On 14 September 2010, the Court of Justice of the European Union confirmed in Akzo Nobel v. Commission that documents prepared by in-house lawyers are not privileged under EU rules. This approach is at odds with the principles applied in the US, the UK and some other jurisdictions, but is consistent with previous case law of EU Courts. This ruling removes all doubt with regard to the scope of legal professional privilege under EU rules.
Court denies privilege to notes prepared by in-house counsel
Legal professional privilege protects communications between lawyers and their clients. The European Commission (“EC”) and other regulators cannot require disclosure of privileged documents and cannot use these documents as evidence of competition law infringements.
According to established EU case law, the privilege for written communications between lawyers and clients applies only if the following conditions are met: (i) the communications are made for the purposes and in the interest of the client’s rights of defence and (ii) the communications emanate from independent lawyers admitted in the EEA.
On 14 September 2010, the Court of Justice confirmed that the requirement of independence precludes any employment relationship between the lawyer and his or her client. Therefore, legal professional privilege does not cover internal notes prepared by in-house counsel unless these notes (i) merely report the text or the content of communications with external lawyers or (ii) are drawn up exclusively for the purpose of seeking legal advice from external counsel.
Ruling puts an end to a seven-year legal battle
The case reviewed by the Court goes back to 2003 when the EC, assisted by representatives of the UK’s Office of Fair Trading, raided the premises of Akzo Nobel Chemicals in the UK. The EC seized a considerable number of documents, including copies of two emails exchanged between Akzo’s managing director and its in-house counsel, a member of the Dutch Bar. The EC decided that these documents were not covered by legal professional privilege because they were not prepared by an external counsel.

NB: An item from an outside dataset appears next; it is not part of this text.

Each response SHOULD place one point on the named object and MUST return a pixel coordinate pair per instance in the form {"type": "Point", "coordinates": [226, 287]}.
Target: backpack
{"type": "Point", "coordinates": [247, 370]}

Akzo challenged this decision, but in 2007 the Court of First Instance (now General Court) sided with the EC. Akzo appealed before the Court of Justice. Its appeal was supported by several lawyers’ associations, all advocating for the extension of legal professional privilege to in-house lawyers. Akzo’s appeal was also supported by Ireland, the Netherlands and the UK. However, the Court of Justice rejected the appeal and confirmed the EC’s decision.
EU approach is at odds with national law in several countries
The Court’s ruling is consistent with the approach adopted by most continental legal systems. However, it contradicts the principles applied in the UK and certain other EU Member States (Ireland, the Netherlands, Greece, Poland and Portugal), as well as in the US, where legal professional privilege extends to communications with all lawyers, including in-house lawyers. The Court ruled that there was no justification for bringing EU law into line with the minority approach in EU Member States.
The Court considered that even “enrolled” counsel (i.e., in-house lawyers admitted to a national Bar or Law Society) do not enjoy the same degree of independence from their employers as external lawyers do vis-à-vis their clients. According to the Court, notwithstanding their professional ethical obligations, in-house counsel cannot be treated in the same way as external lawyers.
The Court also confirmed that communications with external counsel are privileged only if the counsel is admitted in one of the EEA Member States. In this respect, EU rules differ from the national rules of most EEA Member States, as well as those in the US, which consider communications with external counsel admitted in other jurisdictions to be privileged (based on principles of reciprocity).
The approach adopted by the Court applies only to investigations conducted under EU law. National rules continue to apply to investigations under Member State national laws.
How to ensure your documents are privileged under EU rules:
- Exchanges with external counsel are privileged if they are made for the purposes of the client’s rights of defence and if the counsel is admitted in the EEA. Ensure that EEA-admitted counsel are always involved in communications which relate to EU antitrust matters. Mention prominently on any notes prepared for the purpose of seeking external legal advice that they are prepared at the request of external counsel.
- Notes prepared by in-house counsel are not privileged unless they (i) are drawn up exclusively to seek legal advice from external counsel or (ii) report the text or the content of communications with external counsel. Do not amend any written legal advice received from external lawyer (e.g., by adding further comments). Do not circulate privileged correspondence widely within the company.
- In the event of a dawn raid, object to seizure by EU officials of documents that you consider to be privileged. The officials are not entitled to a cursory look if this would reveal the contents. If EU officials insist on seizing privileged documents, ask for them to be placed in a sealed envelope to have their status determined in Court. Always have an external counsel present during a dawn raid.